Here I am, a teenage werewolf working in an occult bookstore in the Village,
she thought. She did not really consider herself a werewolf—the term carried a negative connotation among her people—but she was a Wolf, and she belonged to the Greater Pack of New York City.

Now she watched her other customer, a tall man wearing a long coat and a knit cap. He seemed determined to examine every book in the store.

Rhonda glimpsed her reflection in the convex mirror mounted high in one corner to help catch shoplifters. She wore her dark hair short, like a boy, but her slender neck and angular shoulders were decidedly feminine. Her mother told her she was too skinny, but she was perfectly happy with her pixie-like body, which was just her human shell after all. Unfortunately, living in the city rarely afforded her the
opportunity to assume her Wolf Shape.

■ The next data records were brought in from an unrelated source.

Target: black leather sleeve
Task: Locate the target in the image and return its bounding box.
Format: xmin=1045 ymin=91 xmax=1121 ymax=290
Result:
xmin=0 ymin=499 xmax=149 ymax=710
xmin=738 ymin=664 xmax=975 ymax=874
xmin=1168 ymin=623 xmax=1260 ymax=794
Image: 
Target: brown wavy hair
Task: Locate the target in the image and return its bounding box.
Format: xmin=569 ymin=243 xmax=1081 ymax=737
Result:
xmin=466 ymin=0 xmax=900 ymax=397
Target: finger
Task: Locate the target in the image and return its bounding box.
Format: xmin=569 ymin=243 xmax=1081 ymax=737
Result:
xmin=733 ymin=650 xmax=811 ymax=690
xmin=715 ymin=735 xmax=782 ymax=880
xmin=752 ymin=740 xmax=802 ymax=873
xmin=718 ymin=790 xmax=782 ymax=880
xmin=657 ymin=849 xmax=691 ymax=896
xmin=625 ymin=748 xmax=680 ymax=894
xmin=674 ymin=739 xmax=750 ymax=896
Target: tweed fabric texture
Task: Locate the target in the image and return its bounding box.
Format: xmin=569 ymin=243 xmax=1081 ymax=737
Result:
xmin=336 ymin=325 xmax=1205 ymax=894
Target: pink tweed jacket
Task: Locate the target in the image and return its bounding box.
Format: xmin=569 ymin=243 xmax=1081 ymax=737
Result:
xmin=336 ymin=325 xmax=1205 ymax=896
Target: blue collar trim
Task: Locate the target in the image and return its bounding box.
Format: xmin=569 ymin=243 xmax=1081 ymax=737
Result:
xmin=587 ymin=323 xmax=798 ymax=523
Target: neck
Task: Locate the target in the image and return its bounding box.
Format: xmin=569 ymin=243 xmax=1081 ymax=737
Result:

She wore a navy-blue hoodie over a black T-shirt and tight, faded jeans tucked into short boots.

Jason pressed his feet along the outside of the ladder and slid down it to the scuffed wooden floor like a sailor on a ship. Wearing loose-fitting carpenter's pants and a New York Giants football jersey, he came behind the counter and retrieved the bathroom key, which was secured to a wooden block so it wouldn't get lost.

Rhonda felt his free hand slide around her waist. His touch sent a tremor of excitement through her body, but she swatted his hand away. They stood the same height, and when she looked at him, she saw straight into his brown eyes. She had to admit her heart skipped a beat as he grinned at her. They had not had sex yet. Wolves mated for life, and they agreed they were too young to make that commitment, but they had pleased each other in other ways.

“You want to see a movie tonight?” Jason said.

“What movie?”

“I don't know …”

Rhonda smiled. He never had a movie in mind; he just wanted to spend time with her in the dark. “Sure.”

She watched him hurry to the back of the store, admiring his butt as he unlocked the office door. They intended to go to Europe together, and she accepted the possibility that they might sleep together then, whenever
then
was. She fantasized about seeing him in his Wolf Form.

The customer turned and exited without saying anything. His abrupt departure caused Rhonda to raise one
eyebrow, but she shrugged it off. She had long ago become accustomed to strange behavior from her fellow New Yorkers, especially those humans who frequented Synful Reading. She glanced at the clock beside the register—10:05. Shit, time was crawling.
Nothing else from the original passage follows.